Long Way Down
Remy Montilyet is the youngest son of a declining merchant family from Antiva, but from the way he carries himself (and talks about himself), you’d think he was an actual merchant prince. The Montilyet name holds a little weight (if you follow world events, you might have heard it floating around hand in hand with talk of the Inquisition), but it’s pretty clear that Remy is the baby of the family. He thinks he’s got a handle on the Montilyet’s trade business, and he certainly comes equipped with their connections, but you can tell from his stories that his two older brothers are actually the ones running the operation. While he’s not quite the cunning businessman he thinks he is, though, it doesn’t take you long to realize that he has an almost absurdly keen mind for inventory. Not only can he rattle off exactly how much of any given item you have in store, but he knows how big it is, how much it weighs, the best way to move it, and exactly how long it will last before you need to resupply.

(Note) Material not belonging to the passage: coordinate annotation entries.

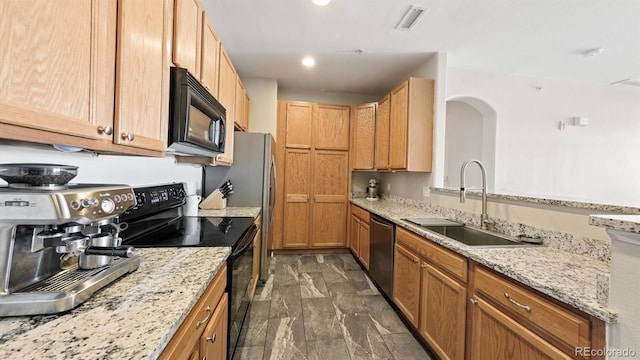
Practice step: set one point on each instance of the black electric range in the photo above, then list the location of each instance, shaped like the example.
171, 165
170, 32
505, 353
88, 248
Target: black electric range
157, 221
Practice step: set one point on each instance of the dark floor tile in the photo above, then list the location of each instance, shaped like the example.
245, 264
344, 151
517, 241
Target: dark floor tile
312, 285
334, 349
286, 274
254, 330
362, 338
285, 301
249, 353
285, 339
405, 346
320, 319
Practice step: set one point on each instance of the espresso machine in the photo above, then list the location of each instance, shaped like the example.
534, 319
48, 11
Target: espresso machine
59, 242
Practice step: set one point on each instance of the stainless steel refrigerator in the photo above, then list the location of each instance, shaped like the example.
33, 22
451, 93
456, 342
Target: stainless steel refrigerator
253, 175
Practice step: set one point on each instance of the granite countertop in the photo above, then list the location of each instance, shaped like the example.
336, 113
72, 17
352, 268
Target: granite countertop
133, 318
562, 275
629, 223
232, 212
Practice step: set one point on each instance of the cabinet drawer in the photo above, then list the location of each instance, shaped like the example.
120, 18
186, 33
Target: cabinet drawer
537, 312
195, 323
445, 259
360, 213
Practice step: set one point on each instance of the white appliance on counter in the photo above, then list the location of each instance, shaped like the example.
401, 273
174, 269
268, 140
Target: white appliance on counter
253, 175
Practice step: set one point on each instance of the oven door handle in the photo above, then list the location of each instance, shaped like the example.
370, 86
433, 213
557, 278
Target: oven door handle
246, 241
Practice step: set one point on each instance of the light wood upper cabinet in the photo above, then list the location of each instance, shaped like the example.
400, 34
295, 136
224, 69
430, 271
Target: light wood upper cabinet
411, 125
187, 35
332, 127
58, 59
227, 81
209, 71
142, 74
363, 133
382, 134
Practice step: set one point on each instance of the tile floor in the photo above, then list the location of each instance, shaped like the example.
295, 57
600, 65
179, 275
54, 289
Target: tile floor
323, 307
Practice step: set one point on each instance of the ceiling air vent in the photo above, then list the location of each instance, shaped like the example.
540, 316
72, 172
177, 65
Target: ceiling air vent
630, 82
411, 17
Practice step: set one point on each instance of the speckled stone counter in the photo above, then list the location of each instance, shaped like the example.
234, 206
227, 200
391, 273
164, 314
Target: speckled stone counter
630, 223
133, 318
562, 275
232, 212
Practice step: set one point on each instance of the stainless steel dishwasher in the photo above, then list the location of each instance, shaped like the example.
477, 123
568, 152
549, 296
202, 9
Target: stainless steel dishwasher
381, 253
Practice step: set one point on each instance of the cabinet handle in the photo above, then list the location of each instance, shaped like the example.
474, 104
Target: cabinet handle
126, 136
199, 323
526, 307
107, 130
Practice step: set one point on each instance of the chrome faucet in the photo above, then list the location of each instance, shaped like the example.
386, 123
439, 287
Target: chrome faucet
484, 218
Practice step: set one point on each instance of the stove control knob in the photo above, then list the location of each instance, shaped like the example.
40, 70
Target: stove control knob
108, 206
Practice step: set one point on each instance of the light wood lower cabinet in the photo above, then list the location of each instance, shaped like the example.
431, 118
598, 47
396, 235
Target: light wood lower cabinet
204, 332
359, 241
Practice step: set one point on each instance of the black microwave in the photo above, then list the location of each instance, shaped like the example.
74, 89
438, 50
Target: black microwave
196, 119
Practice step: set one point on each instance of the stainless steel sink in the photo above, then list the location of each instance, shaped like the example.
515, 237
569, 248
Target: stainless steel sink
468, 235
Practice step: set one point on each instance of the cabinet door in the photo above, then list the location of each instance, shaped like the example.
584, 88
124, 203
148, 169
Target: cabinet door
398, 127
364, 237
406, 283
297, 177
142, 74
57, 67
213, 342
443, 313
364, 124
187, 26
382, 134
494, 335
331, 127
354, 242
298, 125
227, 97
330, 200
209, 71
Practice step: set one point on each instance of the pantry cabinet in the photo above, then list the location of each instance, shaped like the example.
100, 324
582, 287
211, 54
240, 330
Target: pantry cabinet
316, 174
410, 126
203, 334
360, 239
363, 136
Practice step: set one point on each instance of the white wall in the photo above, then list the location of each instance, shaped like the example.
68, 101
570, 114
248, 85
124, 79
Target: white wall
107, 169
325, 97
533, 157
263, 105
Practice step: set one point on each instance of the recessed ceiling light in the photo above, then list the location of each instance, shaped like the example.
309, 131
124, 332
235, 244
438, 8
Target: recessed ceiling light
593, 52
321, 2
308, 61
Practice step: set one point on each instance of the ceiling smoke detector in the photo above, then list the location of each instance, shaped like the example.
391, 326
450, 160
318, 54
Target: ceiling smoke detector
411, 17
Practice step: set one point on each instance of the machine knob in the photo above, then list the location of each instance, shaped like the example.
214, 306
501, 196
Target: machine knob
108, 206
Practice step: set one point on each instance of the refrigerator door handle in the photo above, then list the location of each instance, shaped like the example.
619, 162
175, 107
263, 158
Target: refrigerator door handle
275, 190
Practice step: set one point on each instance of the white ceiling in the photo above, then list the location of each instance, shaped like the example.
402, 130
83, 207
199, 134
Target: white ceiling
268, 38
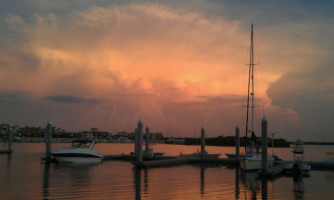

And he’s actually… oh, god, he’s actually a little bit charming? No, no, he’s sleazy, and arrogant, and full of himself. A terrible, cocky sonofabitch who uses some of the worst pickup lines you’ve ever heard in your life. But he has this smooth, sultry Antivan accent, and really, really long eyelashes, and the kind of smug sexy smile that you know he practiced in the mirror. And he’ll slide into the seat next to you when you’re sitting at the bar and tell you that your lips are like a rose in bloom or something equally awful and cheesy, but he doesn’t get in your space, and if you say his name, sternly, he’ll hold his hands up and offer his apologies with a good night, my lady, or pleasant evening, good sir, and take his leave. If you let him, though, he’ll keep flattering you until you’re sitting close and talking low, and he’ll tell you varyingly plausible stories about his (or his family’s) adventures and exploits – often involving dashing Rivaini pirates and more danger than you think an average mercantile ship could probably find itself in. Other than maybe a little light arm touching, though, he never makes a move, and if you don’t, either, eventually he’ll thank you for a lovely evening, kiss the back of your hand, and excuse himself – leaving you wondering if you really just spent the last three hours listening to the little brat talking about himself.